I took the entire staff ice-skating today. I made the decision in a burst of holiday joy but decided I needed to follow through once the time came. It has been extra formidable outside and we had begun resembling caged rats in this place. It looked like battle lines were being drawn so I thought a “family” outing was in order.

I remember following my mother and sisters to skate on the local pond every winter. Dressed in our snuggly finest, we took to the ice in the way that young children who think they can fly do. Long after our cheeks turned pink and our lashes stuck together from ice, our mother had to use her stern voice to wrest us from the ice. Our gloves, wet from multiple falls, no longer performed their task of keeping our fingers toasty. When we finally, begrudgingly, left the ice, we would huddle together in the neighboring café, drinking hot cocoa and giggling until we could no longer speak. It was the only time my mother let us make such spectacles of ourselves. Mother, having come from a proper household herself, pretended to be put off by our behavior but the glint of nostalgia in her eye told a different story.

So today it was not 4 little girls in matching coats and fur trimmed gloves, it was a motley crew of adults whose common bond is where they call home. We paraded to the rink in the center of town; an empty lot transformed and roped off for this seasonal treat. A large fire pit burned of to the side with reclaimed beach chairs, each with their own blankets. The man who rents the skates looked haggard and ready to leave, having only been working an hour when we arrived. The sweet lady that owns the bakery specializing in cupcakes passed out complimentary hot apple cider; you could smell the cinnamon from across the yard. I breathed in the scene – the spices, the melting snow, the heat of the collective breath – all of it felt familiar.
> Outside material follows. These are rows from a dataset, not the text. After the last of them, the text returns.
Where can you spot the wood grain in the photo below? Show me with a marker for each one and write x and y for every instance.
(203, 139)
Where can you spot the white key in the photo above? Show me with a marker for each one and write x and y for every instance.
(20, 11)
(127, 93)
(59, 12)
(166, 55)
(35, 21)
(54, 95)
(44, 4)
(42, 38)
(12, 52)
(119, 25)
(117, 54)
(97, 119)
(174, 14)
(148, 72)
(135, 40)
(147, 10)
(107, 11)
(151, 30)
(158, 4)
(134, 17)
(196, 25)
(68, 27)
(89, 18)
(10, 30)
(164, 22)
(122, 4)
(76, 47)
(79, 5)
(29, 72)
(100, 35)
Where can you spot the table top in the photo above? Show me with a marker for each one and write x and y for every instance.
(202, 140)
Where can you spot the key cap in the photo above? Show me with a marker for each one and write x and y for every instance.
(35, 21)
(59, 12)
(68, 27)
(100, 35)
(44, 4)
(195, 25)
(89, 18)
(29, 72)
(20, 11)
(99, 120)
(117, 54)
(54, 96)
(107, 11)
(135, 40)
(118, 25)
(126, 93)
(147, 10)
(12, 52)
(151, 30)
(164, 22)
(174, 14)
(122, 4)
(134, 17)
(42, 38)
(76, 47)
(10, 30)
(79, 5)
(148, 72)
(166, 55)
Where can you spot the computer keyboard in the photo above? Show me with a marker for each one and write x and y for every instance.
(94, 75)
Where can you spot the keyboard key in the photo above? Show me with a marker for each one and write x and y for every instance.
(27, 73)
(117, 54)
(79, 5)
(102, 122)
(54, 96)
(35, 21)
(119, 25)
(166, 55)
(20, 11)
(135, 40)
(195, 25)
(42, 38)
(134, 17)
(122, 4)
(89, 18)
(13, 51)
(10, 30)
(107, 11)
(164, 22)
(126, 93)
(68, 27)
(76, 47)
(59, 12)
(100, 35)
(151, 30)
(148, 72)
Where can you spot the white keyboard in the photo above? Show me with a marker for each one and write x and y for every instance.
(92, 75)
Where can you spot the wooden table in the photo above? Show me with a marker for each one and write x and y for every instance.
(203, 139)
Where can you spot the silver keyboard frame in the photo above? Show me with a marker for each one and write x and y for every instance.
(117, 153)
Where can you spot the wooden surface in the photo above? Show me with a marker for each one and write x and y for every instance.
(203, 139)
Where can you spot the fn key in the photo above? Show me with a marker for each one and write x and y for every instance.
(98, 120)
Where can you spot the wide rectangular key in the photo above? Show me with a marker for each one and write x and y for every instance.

Strapping on our skates, we took to the ice as a troop rushing the front. Many of the younger members of my staff gracefully zipped about as if they had been born with skates on. Some of us, ahem, elder members of the household didn’t fare quiet as well. Mrs. Walters had been the hardest to cajole on to the ice and once there, she stood resolute in skates as her ankles quaked. Clarice tried to keep her company but Mrs. Walters dismissed her, claiming she didn’t need to be babysat. Eventually Chef, who was surprising agile on the ice, snuck up behind Mrs. Walters and pushed her from behind. Mrs. Walters, arms flailing in the air, let out such a wail it sent three of us straight on our derrieres. Mrs. Walters’ bellowing to halt her abduction only fueled Chef to keep pushing as innocent skaters cleared a path leaping to safety. At this point, Mrs. Walters surrendered, shut her eyes and put her hands out in front. Chef, in yet another ill-advised move, looked behind her to call out, “She’s having fun now, I tell you!” Unfortunately, no one saw Mr. Brown. He had been chatting up the pretty little seamstress from the tailor shop who collects suitors like spools of thread. Chef and Mrs. Walters ran smack into him, sending Chef to the floor, Mrs. Walters to the railing and poor Mr. Brown right over the edge. The seamstress screeched and ran, I’m not sure why she thought she would be implicated. When the commotion settled, the trio was left to assess their present situation; Mrs. Walters bent unladylike over a rail, Chef splayed upon the ice and Mr. Brown practically upside down in a snowdrift. Clarice yelled indiscriminately from the sidelines, completely incapable of determining to whose side she should rush. The staff rallied and righted everyone back on their feet while I tried to remember my reasoning for leaving the flask home.

Mrs. Walters was mildly dazed and definitely not speaking to Chef who was chasing after her begging forgiveness. Mr. Brown, who had had quite enough of various staff members trying to dust him off, shooed them away and sought to replace his fallen his bowler. Unfortunately, there was a proper chestnut forming on his pate, which caused him to rest his hat at a rather odd angle. The poorly placed hat and alternating streaks of snow and dirt on his outfit gave the usually very refined Mr. Brown the appearance of the town drunk.

When all nerves had settled, we assembled around the fire pit, blankets across our laps and hot cocoa in our hands. Our breath mingled with the steam from our chocolate as we sat in silence trying to regain feeling in our frozen toes. I don’t know who giggled first but it spread like a message traveling along a wire, everyone trying not to glance at Mr. Brown or Mrs. Walters. Eventually we all admitted defeat, including the quarries. We laughed until we could no longer speak and in that moment, I was a little girl again enjoying the kind of moment only Christmas can promise.


Happy Holidays, darlings. May your days be cheerful and your falls be spectacular.